For the Braves, 26 games remain. A lot can happen in that time, as we’ve seen countless times. But the Braves sent a message to those quick to rule them out.

They were never as far out of this race as naysayers believed.

“These guys, at a young age, have been through a whole lot,” Snitker said. “We’ve proved that: As long as we got a strike left, we got a chance. I like the way they kind of just kept an even keel and went about their business.”

3. Almost at the same time the Mets made their final out in their loss to the Pirates, the Braves took a first-inning lead over the Athletics.

The Braves put together a lot of early offense, but needed more and more as the night progressed. But this group, perhaps the most dangerous lineup in baseball, continued delivering.

The win was symbolic of the Braves’ season and how they’ve battled throughout it.

“You watch the way this squad battled last year,” Matt Olson said. “You can tell it’s just a team who has confidence in our ability and knows how to grind out wins and goes out with everybody on their mindset on one thing that day, and it’s to win.”

The Braves hung a three-run first inning, a three-run third and a three-run fifth on the scoreboard. Still, those were not enough because Wright was charged with eight earned runs over four innings on a rare rough night.

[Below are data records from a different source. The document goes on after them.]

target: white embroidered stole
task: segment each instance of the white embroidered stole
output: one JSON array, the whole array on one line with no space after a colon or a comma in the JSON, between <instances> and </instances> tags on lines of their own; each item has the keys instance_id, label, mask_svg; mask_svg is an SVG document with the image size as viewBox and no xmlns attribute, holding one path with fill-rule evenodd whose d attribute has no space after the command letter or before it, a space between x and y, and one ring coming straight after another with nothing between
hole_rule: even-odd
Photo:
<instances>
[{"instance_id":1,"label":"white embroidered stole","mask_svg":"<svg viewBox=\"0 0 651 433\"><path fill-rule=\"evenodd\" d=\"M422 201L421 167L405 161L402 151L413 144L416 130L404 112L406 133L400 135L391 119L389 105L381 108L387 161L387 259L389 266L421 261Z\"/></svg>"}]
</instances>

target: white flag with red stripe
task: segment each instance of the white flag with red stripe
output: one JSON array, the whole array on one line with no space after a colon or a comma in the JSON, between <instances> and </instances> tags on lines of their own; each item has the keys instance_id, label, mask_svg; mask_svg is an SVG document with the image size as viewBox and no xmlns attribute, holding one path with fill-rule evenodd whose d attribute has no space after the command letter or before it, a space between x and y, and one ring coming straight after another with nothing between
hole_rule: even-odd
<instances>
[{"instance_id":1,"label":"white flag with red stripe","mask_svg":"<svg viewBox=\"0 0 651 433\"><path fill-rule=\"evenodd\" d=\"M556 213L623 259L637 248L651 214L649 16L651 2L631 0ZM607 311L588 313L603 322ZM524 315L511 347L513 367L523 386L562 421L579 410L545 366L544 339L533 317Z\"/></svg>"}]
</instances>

The final few runs scored when Dylan Lee served up a three-run home run in the fifth.

The Braves received contributions from many, including Olson (a three-run homer), Vaughn Grissom (a two-run single) and Marcell Ozuna (a two-run single).

4. As Olson stepped into the batter’s box for the first time here as a member of a visiting team, Oakland’s fans gave him a nice standing ovation.

His loudest moment did not occur until two innings later, when Olson launched a three-run home run to straightaway center off Cole Irvin that traveled an estimated 417 feet. The blast gave the Braves a five-run lead and, though a ton happened after that, this served as a nice moment for Olson in his return.

5. Atlanta’s bullpen showed toughness and grit in the final innings.

After Lee allowed the homer, Jesse Chavez hurled 1 1/3 scoreless innings. Raisel Iglesias and A.J. Minter each tossed a scoreless inning. Kenley Jansen protected a one-run lead to earn his 32nd save of the season.

Stat to know

30-13 - After Tuesday’s win, Atlanta is 30-13 against left-handed starting pitchers this season, the third-best winning percentage in baseball against lefty starters.


“Don’t really see a ton of games like that at the Coliseum – at least not that I’ve witnessed. It was flying pretty good.”-Olson

Up next

The second game of this two-game series begins at 3:37 p.m. on Wednesday. Atlanta’s Spencer Strider will face Oakland left-hander Ken Waldichuk.